Showing Revision 1 created 11/28/2012 by Amara Bot.

1. Now let's do one more example of a probabilistic problem--this time, spelling correction.
2. That is, given a word that is possibly misspelled,
3. how do we come up with the best correction for that word?
4. We're going to do the same type of analysis.
5. We're saying we're looking for the best possible correction, C*,
6. and that's going to be the argmax over all possible corrections c to maximize
7. the probability of that correction given the word.
8. So that's the definition of what it means to have the best correction.
9. Then we can start the analysis, and we can apply Bayes rule to say
10. that's going to be equal to the probability of the word given the correction
11. times the probability of the correction.
12. Of course, in Bayes rule there's a factor on the bottom, but that cancels out,
13. because it's equal for all possible corrections.
14. So to choose the maximum, we just have to deal with these two probabilities.
15. Now, it may seem like we made a backwards step.
16. Here we had one probability to estimate.
17. Now we've applied Bayes rule and now we have two probabilities we have to estimate,
18. but the hope is that we can come up with data that can help us with this.
19. And certainly, these unigram statistics--what's the probability of a correction?--
20. those we can get from our document counts, so we look at our corpus.
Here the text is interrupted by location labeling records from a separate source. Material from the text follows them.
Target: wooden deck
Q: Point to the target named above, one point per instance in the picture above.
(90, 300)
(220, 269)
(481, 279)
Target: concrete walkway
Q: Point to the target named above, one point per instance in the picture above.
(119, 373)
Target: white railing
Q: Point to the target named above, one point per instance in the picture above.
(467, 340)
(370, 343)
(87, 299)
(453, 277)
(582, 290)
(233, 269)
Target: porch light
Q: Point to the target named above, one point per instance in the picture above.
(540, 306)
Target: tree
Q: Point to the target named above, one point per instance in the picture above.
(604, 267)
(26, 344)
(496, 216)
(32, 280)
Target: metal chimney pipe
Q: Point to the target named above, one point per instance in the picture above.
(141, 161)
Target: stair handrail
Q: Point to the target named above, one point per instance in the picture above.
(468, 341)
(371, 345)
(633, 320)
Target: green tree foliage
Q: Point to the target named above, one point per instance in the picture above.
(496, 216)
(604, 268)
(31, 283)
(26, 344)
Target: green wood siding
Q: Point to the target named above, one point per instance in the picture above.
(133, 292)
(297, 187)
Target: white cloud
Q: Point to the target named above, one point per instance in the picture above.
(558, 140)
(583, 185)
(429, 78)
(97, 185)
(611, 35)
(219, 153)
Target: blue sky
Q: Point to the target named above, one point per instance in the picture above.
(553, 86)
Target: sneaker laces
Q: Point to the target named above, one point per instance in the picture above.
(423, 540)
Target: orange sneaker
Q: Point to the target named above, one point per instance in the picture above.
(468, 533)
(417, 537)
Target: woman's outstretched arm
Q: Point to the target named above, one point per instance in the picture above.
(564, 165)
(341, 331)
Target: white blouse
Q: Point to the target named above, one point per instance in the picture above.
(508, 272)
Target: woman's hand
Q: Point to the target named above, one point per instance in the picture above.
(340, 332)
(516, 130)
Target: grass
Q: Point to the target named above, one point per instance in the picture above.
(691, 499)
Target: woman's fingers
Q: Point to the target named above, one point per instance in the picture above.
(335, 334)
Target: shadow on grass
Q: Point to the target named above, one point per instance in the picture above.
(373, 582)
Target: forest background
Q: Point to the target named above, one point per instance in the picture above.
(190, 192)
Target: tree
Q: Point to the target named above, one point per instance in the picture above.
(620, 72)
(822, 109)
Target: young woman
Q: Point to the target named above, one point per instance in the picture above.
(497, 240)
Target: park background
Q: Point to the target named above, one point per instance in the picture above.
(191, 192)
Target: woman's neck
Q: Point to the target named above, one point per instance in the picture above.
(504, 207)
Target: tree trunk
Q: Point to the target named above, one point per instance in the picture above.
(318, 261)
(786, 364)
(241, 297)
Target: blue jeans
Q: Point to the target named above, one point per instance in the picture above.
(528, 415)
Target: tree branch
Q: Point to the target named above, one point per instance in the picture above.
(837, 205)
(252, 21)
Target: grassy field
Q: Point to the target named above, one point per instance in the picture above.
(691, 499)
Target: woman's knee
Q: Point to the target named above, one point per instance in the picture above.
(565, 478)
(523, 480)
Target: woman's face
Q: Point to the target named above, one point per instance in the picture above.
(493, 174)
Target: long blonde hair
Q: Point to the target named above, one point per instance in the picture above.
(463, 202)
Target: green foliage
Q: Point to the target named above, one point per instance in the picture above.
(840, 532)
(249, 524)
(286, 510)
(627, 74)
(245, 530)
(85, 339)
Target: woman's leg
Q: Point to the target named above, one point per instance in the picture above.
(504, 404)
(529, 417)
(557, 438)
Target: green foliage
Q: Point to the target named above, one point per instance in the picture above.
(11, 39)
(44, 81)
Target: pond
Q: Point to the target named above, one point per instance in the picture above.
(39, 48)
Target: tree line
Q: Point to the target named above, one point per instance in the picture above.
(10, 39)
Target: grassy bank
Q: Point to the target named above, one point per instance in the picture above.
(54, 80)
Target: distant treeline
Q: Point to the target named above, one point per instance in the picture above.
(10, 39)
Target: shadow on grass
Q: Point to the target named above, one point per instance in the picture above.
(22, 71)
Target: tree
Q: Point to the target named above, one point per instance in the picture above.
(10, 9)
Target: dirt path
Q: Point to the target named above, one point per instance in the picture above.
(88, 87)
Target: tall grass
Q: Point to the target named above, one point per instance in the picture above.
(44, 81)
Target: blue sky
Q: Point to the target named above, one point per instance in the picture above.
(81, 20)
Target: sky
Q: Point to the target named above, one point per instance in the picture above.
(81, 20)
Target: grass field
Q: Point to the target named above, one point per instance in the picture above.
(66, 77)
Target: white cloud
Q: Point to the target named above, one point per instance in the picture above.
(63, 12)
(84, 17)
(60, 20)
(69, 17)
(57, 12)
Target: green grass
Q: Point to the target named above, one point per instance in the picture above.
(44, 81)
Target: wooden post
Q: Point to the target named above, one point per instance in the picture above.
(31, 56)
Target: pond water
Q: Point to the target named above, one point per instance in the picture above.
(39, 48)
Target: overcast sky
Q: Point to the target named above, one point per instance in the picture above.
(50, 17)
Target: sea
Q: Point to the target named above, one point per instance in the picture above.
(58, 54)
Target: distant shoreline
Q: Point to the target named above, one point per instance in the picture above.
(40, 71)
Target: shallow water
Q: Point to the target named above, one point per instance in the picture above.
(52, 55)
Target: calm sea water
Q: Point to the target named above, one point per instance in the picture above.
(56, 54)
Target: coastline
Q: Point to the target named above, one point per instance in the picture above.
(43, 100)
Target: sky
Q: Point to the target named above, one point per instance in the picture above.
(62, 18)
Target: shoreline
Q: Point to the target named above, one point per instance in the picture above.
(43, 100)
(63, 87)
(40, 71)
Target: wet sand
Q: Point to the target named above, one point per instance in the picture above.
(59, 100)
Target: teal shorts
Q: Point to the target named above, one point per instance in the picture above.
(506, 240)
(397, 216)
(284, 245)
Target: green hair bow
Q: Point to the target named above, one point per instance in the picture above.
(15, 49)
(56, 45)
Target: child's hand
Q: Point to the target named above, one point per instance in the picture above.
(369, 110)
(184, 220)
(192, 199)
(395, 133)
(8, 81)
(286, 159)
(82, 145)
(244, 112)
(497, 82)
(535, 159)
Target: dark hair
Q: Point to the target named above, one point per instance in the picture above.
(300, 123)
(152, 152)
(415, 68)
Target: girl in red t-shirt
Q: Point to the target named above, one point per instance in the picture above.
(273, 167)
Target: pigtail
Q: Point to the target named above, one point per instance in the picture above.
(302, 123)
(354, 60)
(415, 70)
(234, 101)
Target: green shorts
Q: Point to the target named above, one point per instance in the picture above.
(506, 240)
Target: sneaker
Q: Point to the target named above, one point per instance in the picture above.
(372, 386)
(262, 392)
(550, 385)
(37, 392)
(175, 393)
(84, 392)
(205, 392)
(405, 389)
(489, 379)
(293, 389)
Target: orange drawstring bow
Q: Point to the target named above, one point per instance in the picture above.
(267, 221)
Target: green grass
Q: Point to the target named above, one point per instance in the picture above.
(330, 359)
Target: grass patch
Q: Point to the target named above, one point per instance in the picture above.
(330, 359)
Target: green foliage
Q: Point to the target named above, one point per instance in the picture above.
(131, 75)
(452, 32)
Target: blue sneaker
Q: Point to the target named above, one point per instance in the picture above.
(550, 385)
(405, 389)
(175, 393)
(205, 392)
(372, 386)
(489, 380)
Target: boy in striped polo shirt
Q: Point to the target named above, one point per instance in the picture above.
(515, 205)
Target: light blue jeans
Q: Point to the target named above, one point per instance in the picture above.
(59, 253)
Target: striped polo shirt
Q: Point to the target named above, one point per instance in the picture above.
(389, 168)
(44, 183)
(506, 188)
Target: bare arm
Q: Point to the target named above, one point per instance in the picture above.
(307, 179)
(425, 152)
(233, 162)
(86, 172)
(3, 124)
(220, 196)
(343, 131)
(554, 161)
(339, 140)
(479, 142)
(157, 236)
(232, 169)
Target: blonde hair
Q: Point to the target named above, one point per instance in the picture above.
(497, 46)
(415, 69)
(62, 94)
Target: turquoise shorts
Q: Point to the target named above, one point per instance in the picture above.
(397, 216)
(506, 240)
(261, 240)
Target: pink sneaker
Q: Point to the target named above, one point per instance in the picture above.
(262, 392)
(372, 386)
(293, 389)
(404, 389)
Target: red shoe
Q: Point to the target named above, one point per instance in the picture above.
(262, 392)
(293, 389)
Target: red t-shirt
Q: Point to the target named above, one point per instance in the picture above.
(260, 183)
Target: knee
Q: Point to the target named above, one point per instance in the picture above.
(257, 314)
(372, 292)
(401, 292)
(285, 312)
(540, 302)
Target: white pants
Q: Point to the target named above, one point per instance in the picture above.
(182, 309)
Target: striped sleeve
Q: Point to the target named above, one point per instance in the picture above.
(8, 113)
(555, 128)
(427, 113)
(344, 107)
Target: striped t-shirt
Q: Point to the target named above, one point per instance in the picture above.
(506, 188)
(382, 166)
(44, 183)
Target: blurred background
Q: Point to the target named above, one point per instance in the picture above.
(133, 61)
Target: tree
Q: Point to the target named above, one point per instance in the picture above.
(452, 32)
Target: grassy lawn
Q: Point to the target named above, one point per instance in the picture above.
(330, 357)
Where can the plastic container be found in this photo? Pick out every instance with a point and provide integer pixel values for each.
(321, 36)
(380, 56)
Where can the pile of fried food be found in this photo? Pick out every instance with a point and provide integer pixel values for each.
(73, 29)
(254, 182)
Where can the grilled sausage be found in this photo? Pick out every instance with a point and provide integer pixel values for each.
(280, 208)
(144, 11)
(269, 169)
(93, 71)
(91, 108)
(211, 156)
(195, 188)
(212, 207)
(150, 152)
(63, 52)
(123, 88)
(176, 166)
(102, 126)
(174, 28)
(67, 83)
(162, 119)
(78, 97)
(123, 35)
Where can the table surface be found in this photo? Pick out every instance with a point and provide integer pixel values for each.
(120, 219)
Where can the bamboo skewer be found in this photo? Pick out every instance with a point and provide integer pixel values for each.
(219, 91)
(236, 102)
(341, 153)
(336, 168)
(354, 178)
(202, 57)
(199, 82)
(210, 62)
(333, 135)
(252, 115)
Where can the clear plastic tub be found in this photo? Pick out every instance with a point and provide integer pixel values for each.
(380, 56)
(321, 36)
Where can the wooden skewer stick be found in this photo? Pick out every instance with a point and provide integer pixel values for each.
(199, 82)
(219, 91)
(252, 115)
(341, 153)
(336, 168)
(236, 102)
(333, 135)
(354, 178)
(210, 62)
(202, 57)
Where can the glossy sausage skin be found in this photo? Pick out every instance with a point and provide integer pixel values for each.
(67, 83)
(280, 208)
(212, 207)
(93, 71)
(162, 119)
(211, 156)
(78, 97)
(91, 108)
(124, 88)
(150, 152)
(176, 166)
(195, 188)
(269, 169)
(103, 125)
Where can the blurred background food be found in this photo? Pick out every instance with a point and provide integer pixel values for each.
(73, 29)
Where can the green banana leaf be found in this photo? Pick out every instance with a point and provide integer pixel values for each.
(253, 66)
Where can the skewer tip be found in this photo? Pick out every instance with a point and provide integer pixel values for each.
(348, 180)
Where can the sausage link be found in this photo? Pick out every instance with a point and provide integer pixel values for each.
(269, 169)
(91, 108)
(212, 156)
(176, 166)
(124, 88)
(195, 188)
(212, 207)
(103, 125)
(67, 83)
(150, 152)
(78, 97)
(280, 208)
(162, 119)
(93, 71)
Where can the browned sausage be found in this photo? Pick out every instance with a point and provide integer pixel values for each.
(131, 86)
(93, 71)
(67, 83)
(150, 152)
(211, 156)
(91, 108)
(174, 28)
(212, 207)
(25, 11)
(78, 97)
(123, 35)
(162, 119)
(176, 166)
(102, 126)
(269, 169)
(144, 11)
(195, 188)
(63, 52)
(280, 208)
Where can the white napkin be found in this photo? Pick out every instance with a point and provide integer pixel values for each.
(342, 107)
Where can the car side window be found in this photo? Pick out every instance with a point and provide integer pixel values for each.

21. The probability of a correct word is from the data.
22. We just look at those counts and apply whatever smoothing we decided is best.
23. Now, the other part--what's the probability that somebody typed the word w
24. when they meant to type to the word c--that's harder.
25. We can't observe that directly by just looking at documents that are typed,
26. because there we only have the words where we are.
27. We don't have the intent and the word,
28. but maybe we can look at lists of spelling corrections.
29. So this is from spelling correction data.
30. Now that kind of data is much harder to come by.
31. It's easy to go out and collect billions of words of regular text and do those counts,
32. but to find spelling correction data--that's harder to do
33. unless you're, say, already running a spelling correction service.
34. If you're a big company that happens to run that, then it's easy to collect the data.
35. But bootstrapping it is hard.
36. There are, however, some sites that will give you on the order of thousands
37. or tens of thousands of examples of misspellings, not billions or trillions.